Although we had a lot in common when it came to movies and music I was not attracted to her plus she had a boyfriend already. See having a vagina pays off. In terms of "Personality", I preferred her over Stacy. Kate is the only one who seemed normal while Stacy was a fake bitch. Giving me attention one moment then suddenly when other guys are around I'm no longer important I'm just another unknown face in the crowd. I decided to leave class. Hopefully the class I actually wanted would be available next year so I can attend and meet new and better people.

Finding out about their plan was on a Monday the following day was a Tuesday which is the day they were not there. It was my last day. I didn't bother to tell people my plan. Well, my family yeah, but that's it. It was great to feel free. After my 3 classes at my home high school, I went home. I never even bothered to visit Radio Broadcasting.

"For What?", so Stacy can ask me why I left. I wouldn't have given her a nice response. I would have said something like " Why should I still be here?", so I can watch you act like the whore that you are and talk to every guy who gives you some attention?."

It would have come off as me being jealous more than anything else which I was, and hated myself for that. My original plan was to just avoid Stacy and never talk to her but I failed that objective. I didn't get Stacy at all as a person. Why say you like a specific type of person but then never really stick to that idea? Why would a girl say she likes "Tall Muscular Guys" but then flirt with some who aren't that. Stacy flirted with me, Gale, and other fat guys. This girl was stupid. How she made this far in school was beyond me. I actually heard her once say she wanted to get married and have kids.
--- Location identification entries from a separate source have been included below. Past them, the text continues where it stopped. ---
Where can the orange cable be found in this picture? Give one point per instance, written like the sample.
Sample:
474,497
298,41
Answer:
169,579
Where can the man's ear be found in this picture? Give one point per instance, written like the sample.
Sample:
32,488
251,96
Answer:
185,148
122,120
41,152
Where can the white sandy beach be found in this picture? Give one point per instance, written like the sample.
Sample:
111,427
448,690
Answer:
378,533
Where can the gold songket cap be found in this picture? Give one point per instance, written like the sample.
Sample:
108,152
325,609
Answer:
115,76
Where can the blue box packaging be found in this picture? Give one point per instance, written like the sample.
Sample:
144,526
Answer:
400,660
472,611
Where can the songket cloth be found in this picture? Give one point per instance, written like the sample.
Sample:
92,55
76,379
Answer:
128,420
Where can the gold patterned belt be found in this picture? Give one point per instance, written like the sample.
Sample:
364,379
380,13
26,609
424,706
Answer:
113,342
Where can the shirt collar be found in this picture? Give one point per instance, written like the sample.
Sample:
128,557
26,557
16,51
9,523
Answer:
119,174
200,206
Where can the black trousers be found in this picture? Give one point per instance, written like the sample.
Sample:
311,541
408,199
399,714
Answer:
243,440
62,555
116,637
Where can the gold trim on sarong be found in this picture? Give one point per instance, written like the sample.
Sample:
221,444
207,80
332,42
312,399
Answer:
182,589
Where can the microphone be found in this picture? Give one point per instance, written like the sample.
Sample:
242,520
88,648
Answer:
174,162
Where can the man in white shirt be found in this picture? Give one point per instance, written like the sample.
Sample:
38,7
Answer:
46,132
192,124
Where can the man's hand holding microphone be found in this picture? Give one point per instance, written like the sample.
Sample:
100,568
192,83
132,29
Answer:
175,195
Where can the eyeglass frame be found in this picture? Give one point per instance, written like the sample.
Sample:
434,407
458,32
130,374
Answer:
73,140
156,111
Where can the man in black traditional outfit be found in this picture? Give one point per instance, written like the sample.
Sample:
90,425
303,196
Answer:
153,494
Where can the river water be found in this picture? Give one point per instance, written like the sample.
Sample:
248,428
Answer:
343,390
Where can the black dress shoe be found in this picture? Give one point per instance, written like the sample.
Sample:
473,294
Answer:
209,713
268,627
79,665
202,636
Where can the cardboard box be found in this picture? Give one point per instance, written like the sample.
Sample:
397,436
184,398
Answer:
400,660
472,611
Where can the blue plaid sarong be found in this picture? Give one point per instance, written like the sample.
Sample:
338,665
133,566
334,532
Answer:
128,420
Well, with her lack of intelligence she won't accomplish that.

If she did like me she missed out on me. She had me in her grasp and let me slip out of her grip by acting like a damn fool. If everything she did was just to get my attention because she truly liked me then it was a missed opportunity on my part.

But in all honesty, I never would have asked her out so continuing to pursue me would have been a waste of her time.

So in conclusion the whole thing with Stacy was kind of a loss but not really. If she had a better personality she'd make a great girlfriend but her slutty nature ruined that opportunity. There were other pretty girls out there, smarter ones too. That's what I liked in a woman. Beauty and intelligence. Stacy only had beauty.

The problem with women is they never seem to stick to what they say they want in a guy. They always say they want nice guys but settle for jerks instead. Maybe some girls went with what they said but most did not.

I should have been thrilled a hot girl wanted to work with me but I would have rather not done that and honestly wished me and Stacy never spoke or became "friends". We may have had a few friendly conversations but they were mostly awkward.

Like the old saying went, "There's plenty of fish in the sea" I certainly looked forward to it. Hopefully, the next girl has a higher IQ whose words matched her actions.

I shouldn't say "Hopefully" because every opportunity to have a girlfriend over the years since the fifth grade I have failed miserably because I worried about the opinions of others or I simply did not share the same feelings other girls had for me. Those rejections soon became regrets. There were also girls I liked who rejected me. Sometimes I feel like it was my destiny. Like I was meant to be alone. What I didn't know was if I was creating this destiny with my insecurities or if my life was predestined by divine intervention.

Why would the creator do that to me if it was his doing?. The only way to find out was to keep living and hope that something good came my way that would prove I was eligible for love.